Source: St. Isidore Church & Priory

Caritas, The Seven Acts of Mercy (Detail) - Pieter Bruegel the Elder

The commandment to love our neighbor is similar to that by which we are bound to love God, since it is for love of Him that we love our neighbor at all.

“Two-fold,” says St. Augustine, “is the commandment but one is the charity.”

And to enforce His teaching in the eyes of the Pharisees, our Lord gives them a proof of His Divinity in the shape of a passage quoted from David himself. We ought, therefore, to be united to Christ by faith and love. Questioned about the first commandment, our Lord reveals the second, which is scarcely of less importance than the first, thus showing them that they only questioned Him through hatred since charity does not ask perverse questions (I Cor xiii, 4). In this way He shows His respect for the law and the prophets.
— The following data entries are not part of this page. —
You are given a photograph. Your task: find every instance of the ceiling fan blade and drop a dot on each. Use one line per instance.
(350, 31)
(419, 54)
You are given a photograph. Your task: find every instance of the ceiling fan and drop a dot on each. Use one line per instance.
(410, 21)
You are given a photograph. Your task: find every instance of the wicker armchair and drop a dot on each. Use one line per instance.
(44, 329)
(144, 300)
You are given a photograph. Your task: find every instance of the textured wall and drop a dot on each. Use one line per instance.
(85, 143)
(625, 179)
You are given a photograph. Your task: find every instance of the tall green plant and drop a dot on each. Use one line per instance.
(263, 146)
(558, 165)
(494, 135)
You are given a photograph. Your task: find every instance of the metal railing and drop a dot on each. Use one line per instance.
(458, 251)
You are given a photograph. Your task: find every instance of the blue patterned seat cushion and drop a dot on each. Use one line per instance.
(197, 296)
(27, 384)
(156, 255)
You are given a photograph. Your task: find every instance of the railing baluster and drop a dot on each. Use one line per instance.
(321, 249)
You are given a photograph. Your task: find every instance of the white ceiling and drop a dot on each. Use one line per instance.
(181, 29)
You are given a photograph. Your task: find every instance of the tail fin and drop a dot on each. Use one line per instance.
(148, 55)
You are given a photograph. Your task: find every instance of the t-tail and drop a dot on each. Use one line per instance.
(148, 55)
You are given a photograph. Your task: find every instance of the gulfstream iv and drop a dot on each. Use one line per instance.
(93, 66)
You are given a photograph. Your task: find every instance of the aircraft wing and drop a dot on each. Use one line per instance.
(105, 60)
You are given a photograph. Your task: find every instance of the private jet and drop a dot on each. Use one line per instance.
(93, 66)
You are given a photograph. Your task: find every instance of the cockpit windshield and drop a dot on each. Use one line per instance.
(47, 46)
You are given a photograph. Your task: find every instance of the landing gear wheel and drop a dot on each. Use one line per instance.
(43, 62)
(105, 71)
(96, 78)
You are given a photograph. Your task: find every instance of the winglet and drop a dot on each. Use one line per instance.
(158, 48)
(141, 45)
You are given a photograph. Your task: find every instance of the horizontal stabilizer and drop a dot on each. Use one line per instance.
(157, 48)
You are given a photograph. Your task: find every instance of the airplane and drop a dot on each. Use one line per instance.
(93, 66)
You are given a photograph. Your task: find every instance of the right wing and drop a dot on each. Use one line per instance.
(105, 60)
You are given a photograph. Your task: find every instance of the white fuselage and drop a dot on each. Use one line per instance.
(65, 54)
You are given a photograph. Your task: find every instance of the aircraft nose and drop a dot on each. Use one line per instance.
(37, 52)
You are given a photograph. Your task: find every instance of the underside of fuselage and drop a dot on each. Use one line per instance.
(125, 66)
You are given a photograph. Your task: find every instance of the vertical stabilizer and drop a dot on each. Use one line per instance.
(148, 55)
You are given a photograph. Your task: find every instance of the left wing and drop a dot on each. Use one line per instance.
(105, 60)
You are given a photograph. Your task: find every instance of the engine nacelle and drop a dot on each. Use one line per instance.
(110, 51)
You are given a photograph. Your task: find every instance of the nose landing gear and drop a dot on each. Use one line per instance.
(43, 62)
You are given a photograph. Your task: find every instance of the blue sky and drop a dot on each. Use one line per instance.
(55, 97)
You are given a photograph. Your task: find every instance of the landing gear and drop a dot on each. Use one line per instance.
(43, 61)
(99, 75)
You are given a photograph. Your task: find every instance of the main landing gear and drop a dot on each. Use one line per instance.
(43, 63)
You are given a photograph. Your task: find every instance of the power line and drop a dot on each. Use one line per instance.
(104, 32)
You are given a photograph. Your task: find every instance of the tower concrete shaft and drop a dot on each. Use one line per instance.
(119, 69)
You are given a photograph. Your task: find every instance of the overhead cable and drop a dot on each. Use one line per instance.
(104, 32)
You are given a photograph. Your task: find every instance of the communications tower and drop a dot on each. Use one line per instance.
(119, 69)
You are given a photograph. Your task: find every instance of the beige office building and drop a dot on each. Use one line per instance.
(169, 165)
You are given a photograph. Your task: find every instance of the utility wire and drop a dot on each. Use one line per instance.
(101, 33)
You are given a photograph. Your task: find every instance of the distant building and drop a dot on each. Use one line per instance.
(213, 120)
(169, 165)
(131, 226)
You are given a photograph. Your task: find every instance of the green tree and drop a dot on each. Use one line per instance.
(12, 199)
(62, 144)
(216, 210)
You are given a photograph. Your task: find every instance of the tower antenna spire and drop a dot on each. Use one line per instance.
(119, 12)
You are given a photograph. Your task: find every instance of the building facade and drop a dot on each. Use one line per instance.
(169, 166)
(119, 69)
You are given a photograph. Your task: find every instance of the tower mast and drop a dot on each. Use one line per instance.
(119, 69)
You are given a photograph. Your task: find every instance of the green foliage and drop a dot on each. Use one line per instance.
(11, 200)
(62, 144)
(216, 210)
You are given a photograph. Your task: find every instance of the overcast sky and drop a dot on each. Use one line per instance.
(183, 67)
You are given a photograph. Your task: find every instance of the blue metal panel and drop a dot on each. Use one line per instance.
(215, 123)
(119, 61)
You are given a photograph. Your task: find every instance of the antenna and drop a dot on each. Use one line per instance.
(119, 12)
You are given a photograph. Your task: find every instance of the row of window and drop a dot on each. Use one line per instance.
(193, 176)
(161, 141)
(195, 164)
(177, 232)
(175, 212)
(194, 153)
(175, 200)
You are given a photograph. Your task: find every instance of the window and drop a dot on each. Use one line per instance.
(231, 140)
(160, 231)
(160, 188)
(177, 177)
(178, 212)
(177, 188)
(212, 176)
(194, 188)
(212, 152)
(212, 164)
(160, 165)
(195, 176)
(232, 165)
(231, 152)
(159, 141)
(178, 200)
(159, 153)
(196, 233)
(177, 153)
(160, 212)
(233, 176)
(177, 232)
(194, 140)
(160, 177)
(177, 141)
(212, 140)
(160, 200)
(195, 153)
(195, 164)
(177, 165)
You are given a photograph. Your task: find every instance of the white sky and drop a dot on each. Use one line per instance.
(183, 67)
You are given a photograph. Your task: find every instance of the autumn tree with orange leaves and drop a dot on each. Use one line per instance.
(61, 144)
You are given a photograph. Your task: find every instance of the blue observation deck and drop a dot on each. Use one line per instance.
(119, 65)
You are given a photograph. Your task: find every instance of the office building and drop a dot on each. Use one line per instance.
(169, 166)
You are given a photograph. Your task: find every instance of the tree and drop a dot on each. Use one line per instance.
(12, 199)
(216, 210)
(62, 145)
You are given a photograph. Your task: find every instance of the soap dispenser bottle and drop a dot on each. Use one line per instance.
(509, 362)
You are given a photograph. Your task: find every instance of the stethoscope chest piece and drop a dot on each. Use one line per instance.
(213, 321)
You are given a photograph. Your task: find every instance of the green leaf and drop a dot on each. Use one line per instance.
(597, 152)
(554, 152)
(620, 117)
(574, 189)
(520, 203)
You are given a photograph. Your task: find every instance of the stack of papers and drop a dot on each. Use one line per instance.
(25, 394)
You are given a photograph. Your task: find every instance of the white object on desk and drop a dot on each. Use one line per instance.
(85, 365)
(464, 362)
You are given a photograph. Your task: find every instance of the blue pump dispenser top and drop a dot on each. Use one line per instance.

Having thus given His answer Jesus asks questions in His turn and proves that since being the Son of David, He is called his Lord, He is the only Son of the Father. And He alarms them by telling them that one day He will triumph over all who resist His rule, for God will make His enemies His footstool. By these words He makes clear the union and harmony existing between His Father and Himself. The Gradual psalm sings to us of the Divine charity: “Blessed is the people whom He hath chosen for His inheritance. Let Thy mercy, O Lord, be upon us, as we have hoped in Thee.”

All men are summoned to the Kingdom of God, the heavenly Jerusalem animated by charity, to form “one body” that is the Church, called by St. Gregory a new creation, and quickened by “one Spirit”, the Holy Ghost given at Pentecost, for there exists for all but “one Lord, one faith, one baptism” (Epistle).